A Smart Platform for Prodrug Design to Make a Good Drug Better
What's new about AI4Prodrug?
AI4Prodrug is an innovative platform being established by building a comprehensive prodrug database and utilizing retro-path algorithms to assist in 'silico' prodrug design from the chemical structure, achieving the optimal performance of a drug or drug candidate.
With our database, an AI-based retrosynthesis algorithm collects related information and suggests several reliable virtual prodrugs to be considered for development. The comprehensive prodrug data would benefit to gain information for prodrug design and/or predict potential performance of the drug/prodrug candidates.
An innovative approach for prodrug design relies on the buildup of a database that includes all the comprehensive information and knowledge about prodrugs. Our prodrug reaction database accomplishes this, allowing users to obtain the information they need.

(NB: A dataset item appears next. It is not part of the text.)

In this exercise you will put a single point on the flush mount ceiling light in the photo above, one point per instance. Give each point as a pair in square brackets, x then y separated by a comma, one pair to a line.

A retrosynthesis concept can be applied to the prodrug design to focus on a specific purpose, e.g. solubility, permeability, stability improvement or targeted delivery. Our platform can make the design smarter in order to achieve better pharmaceutical properties, reduce manufacture cost and minimize the drug development risks.
Why is this necessary?
Prodrugs are designed in order to improve pharmaceutical properties, with approximately 10% of all marketed drugs worldwide being considered as prodrugs. However, there has been a lack of a systematic platform for designing prodrugs. Currently, most are designed by experience-based or examples-based approaches.
The success of a prodrug has depended on the scientist's knowledge, skill, accessible information and efforts. Thus, there are some potential human mistakes in prodrug design that lead to failures in design or missing opportunities to identify a better optimal prodrug.